La République Démocratique du Congo face à son destin. À Kinshasa, lors de sa visite d’État de 48 heures achevée mardi 23 juin 2026, le président burundais Évariste Ndayishimiye a lancé un appel fort à l’unité nationale face aux défis sécuritaires qui frappent l’Est du pays. Selon la présidence congolaise, les échanges avec Félix Tshisekedi ont porté sur la stabilité des institutions, la paix et la nécessité d’une cohésion nationale renforcée. Dans un contexte marqué par les violences armées et la crise autour de l’AFC/M23, le message est clair : une Nation divisée devient une proie fragile.

La patrie avant les fractures

« Il faut avoir confiance que vous avez un ennemi commun et, face à un ennemi commun, pour le combattre il faut l’unité », a déclaré Évariste Ndayishimiye.

Cette parole dépasse la diplomatie. Elle pose une question de conscience nationale. Les Congolais sont appelés à comprendre que les divergences politiques ne doivent pas devenir une faille face aux menaces qui touchent l’intégrité territoriale. Le nationalisme défensif rappelle qu’un peuple se rassemble souvent lorsque son existence collective est mise à l’épreuve.
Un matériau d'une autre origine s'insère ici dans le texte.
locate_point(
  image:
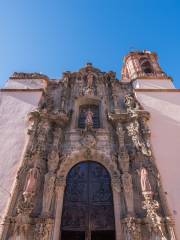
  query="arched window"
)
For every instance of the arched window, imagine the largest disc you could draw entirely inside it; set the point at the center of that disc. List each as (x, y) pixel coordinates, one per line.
(83, 109)
(146, 65)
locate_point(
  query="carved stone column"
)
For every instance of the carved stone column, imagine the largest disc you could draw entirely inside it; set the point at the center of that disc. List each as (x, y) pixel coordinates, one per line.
(123, 160)
(116, 187)
(60, 187)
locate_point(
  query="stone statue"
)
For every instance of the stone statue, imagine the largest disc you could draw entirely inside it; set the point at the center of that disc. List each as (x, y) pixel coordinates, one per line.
(90, 79)
(48, 192)
(145, 184)
(128, 191)
(133, 229)
(31, 183)
(133, 132)
(89, 119)
(42, 232)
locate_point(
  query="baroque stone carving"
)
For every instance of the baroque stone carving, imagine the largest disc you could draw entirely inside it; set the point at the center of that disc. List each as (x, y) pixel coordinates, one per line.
(48, 193)
(151, 206)
(133, 132)
(133, 229)
(26, 203)
(43, 230)
(145, 184)
(155, 221)
(89, 119)
(128, 190)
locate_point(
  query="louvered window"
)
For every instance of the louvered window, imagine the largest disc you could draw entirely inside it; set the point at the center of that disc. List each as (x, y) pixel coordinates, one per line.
(83, 112)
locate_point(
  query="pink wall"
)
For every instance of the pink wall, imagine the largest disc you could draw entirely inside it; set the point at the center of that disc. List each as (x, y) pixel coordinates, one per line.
(165, 130)
(14, 107)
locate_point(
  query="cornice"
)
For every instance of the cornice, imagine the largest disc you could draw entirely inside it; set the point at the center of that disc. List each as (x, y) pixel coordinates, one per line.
(126, 117)
(21, 90)
(156, 90)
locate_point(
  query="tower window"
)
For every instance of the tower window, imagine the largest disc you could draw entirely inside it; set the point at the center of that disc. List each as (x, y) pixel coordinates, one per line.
(146, 65)
(83, 110)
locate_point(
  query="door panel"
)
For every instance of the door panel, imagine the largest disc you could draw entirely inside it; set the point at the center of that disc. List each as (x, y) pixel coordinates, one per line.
(88, 202)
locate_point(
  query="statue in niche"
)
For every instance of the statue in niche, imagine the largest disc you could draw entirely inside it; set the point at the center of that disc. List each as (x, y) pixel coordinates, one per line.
(42, 231)
(53, 160)
(131, 105)
(90, 79)
(133, 132)
(89, 90)
(130, 102)
(133, 230)
(127, 184)
(48, 192)
(145, 184)
(31, 183)
(89, 119)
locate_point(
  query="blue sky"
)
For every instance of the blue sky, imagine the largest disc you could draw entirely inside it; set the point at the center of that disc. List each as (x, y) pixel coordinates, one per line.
(53, 36)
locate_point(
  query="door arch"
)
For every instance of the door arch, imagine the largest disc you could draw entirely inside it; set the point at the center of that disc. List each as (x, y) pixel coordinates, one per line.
(88, 211)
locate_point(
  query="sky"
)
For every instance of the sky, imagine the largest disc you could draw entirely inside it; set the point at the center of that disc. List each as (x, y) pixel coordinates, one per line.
(54, 36)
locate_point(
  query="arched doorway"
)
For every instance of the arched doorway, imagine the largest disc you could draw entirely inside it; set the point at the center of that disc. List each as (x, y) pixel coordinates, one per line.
(88, 211)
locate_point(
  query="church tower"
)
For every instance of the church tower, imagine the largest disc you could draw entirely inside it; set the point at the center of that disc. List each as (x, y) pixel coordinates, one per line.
(89, 168)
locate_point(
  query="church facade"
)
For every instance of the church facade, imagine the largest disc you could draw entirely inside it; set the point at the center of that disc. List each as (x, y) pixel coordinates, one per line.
(91, 157)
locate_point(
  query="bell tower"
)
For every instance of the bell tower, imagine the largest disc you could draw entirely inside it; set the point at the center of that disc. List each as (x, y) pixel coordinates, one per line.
(144, 70)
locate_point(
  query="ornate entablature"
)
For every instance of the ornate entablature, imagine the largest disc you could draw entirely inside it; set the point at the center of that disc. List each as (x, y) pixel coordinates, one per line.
(89, 116)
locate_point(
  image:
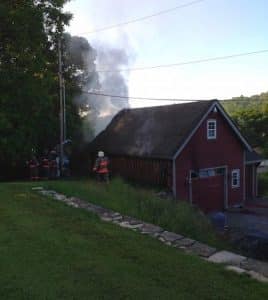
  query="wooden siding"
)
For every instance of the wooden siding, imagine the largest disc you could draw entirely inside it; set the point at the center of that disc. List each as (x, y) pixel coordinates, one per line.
(143, 170)
(201, 153)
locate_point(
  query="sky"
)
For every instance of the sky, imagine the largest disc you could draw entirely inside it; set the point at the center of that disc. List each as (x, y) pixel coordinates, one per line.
(205, 29)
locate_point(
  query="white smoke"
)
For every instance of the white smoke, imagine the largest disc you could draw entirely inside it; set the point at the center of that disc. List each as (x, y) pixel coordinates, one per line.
(97, 111)
(104, 108)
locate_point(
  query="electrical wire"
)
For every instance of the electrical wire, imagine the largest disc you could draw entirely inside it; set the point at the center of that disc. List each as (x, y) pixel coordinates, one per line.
(161, 99)
(185, 63)
(141, 18)
(140, 98)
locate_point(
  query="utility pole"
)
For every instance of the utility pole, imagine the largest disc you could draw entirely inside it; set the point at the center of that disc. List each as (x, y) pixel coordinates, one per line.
(61, 105)
(64, 112)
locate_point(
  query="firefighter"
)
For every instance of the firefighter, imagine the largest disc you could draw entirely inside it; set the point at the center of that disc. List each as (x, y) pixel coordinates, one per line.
(53, 165)
(101, 167)
(33, 166)
(45, 166)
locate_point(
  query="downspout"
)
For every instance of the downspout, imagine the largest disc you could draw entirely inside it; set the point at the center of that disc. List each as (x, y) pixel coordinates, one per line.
(174, 177)
(244, 177)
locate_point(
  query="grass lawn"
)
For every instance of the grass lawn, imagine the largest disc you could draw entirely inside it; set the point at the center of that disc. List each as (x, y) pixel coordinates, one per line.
(52, 251)
(172, 215)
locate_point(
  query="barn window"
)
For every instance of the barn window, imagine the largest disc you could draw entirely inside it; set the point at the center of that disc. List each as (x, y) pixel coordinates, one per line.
(235, 178)
(211, 129)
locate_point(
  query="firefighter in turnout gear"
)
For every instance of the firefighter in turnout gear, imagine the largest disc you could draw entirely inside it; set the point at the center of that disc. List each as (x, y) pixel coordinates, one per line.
(101, 167)
(33, 166)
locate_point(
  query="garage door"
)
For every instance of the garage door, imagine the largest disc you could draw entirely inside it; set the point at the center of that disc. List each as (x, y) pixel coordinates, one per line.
(208, 190)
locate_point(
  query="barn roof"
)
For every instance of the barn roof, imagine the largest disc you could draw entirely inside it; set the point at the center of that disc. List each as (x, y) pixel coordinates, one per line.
(152, 131)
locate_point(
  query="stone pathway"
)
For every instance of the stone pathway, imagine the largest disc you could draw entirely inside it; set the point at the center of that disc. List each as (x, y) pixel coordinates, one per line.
(234, 262)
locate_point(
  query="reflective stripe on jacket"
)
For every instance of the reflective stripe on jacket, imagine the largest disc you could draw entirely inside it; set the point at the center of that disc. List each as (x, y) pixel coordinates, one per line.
(101, 165)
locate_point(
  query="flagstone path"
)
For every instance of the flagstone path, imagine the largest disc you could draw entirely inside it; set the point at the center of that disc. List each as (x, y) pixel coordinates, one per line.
(234, 262)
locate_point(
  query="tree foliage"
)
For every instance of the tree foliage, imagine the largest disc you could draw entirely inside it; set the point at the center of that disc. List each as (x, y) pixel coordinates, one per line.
(251, 115)
(29, 102)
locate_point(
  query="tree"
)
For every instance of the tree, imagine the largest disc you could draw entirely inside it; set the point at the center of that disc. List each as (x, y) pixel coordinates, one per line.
(251, 116)
(29, 104)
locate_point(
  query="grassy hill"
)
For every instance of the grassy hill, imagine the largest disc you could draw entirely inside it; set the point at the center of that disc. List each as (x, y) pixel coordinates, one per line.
(52, 251)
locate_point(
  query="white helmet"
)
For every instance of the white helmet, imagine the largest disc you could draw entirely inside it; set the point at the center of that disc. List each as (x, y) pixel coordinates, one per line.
(100, 154)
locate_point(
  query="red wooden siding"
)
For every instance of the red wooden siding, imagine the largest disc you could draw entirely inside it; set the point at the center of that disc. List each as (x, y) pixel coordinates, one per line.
(201, 153)
(251, 181)
(208, 193)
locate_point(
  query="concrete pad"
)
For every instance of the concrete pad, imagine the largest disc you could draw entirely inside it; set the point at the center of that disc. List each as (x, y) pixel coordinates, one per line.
(255, 265)
(151, 229)
(258, 276)
(183, 243)
(226, 257)
(170, 236)
(201, 249)
(235, 269)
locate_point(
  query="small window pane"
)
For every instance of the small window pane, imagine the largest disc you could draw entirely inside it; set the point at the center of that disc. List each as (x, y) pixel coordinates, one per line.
(211, 129)
(236, 178)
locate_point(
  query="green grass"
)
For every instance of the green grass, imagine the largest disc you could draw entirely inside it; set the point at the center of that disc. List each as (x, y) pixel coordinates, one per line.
(52, 251)
(172, 215)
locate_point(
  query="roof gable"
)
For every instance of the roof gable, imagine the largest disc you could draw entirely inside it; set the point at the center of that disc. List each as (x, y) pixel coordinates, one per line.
(160, 132)
(151, 131)
(221, 110)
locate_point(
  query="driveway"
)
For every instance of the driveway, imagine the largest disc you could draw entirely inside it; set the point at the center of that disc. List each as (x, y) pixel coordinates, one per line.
(249, 228)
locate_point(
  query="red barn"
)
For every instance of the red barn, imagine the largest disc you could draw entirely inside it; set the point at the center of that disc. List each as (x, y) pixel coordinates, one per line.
(193, 149)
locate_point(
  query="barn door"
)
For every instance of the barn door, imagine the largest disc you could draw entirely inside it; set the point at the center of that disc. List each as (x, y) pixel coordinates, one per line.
(208, 189)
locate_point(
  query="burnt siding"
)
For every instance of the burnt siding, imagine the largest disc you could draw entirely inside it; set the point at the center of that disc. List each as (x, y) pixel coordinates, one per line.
(142, 170)
(199, 153)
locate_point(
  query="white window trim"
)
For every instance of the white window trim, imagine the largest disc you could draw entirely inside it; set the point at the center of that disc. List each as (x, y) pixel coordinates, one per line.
(235, 172)
(215, 130)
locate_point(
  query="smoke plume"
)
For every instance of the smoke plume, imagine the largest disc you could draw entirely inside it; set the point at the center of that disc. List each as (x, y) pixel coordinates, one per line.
(97, 111)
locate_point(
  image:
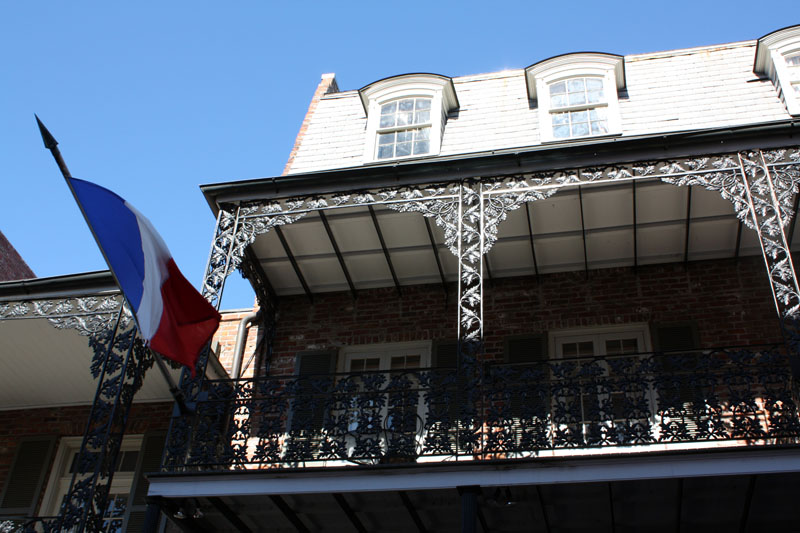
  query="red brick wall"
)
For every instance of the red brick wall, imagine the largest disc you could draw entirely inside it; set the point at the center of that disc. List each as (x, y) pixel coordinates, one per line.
(729, 301)
(68, 422)
(224, 341)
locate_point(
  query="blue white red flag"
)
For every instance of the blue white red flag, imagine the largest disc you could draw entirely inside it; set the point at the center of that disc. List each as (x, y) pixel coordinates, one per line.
(173, 317)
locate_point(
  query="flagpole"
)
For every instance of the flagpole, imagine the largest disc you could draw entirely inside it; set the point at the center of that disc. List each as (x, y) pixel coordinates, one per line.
(51, 144)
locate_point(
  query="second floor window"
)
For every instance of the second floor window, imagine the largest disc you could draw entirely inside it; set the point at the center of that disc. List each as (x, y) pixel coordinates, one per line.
(578, 107)
(793, 62)
(404, 128)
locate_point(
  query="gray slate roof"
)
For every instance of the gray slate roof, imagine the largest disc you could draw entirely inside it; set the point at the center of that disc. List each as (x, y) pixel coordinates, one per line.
(672, 91)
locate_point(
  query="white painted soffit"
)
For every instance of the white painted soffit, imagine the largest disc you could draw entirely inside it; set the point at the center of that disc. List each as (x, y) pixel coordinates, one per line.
(41, 366)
Comme l’écrivait Ernest Gellner, la nation repose sur une volonté commune de se reconnaître comme une communauté politique.

Le dialogue comme rempart

Cependant, l’unité ne signifie pas l’effacement des différences. Elle suppose un espace où les contradictions se transforment en solutions. « Certes, il peut y avoir des difficultés dans toutes les sociétés, nous ne sommes pas au paradis, mais il faut les surmonter », a insisté le président burundais. Alors que les débats internes persistent sur la forme d’un dialogue national, l’enjeu reste la consolidation de la paix.

L’Est, miroir de la Nation

La crise sécuritaire rappelle une vérité essentielle : chaque territoire congolais appartient à tous les Congolais. Défendre l’Est, c’est défendre la République entière.

« Aucun pays ne peut se développer sans unité nationale », disait Nelson Mandela. Aujourd’hui, la RDC est interpellée : ses différences doivent-elles devenir des chaînes ou une force collective ? Face au danger, l’histoire jugera la capacité d’un peuple à se tenir debout lorsque son avenir est menacé.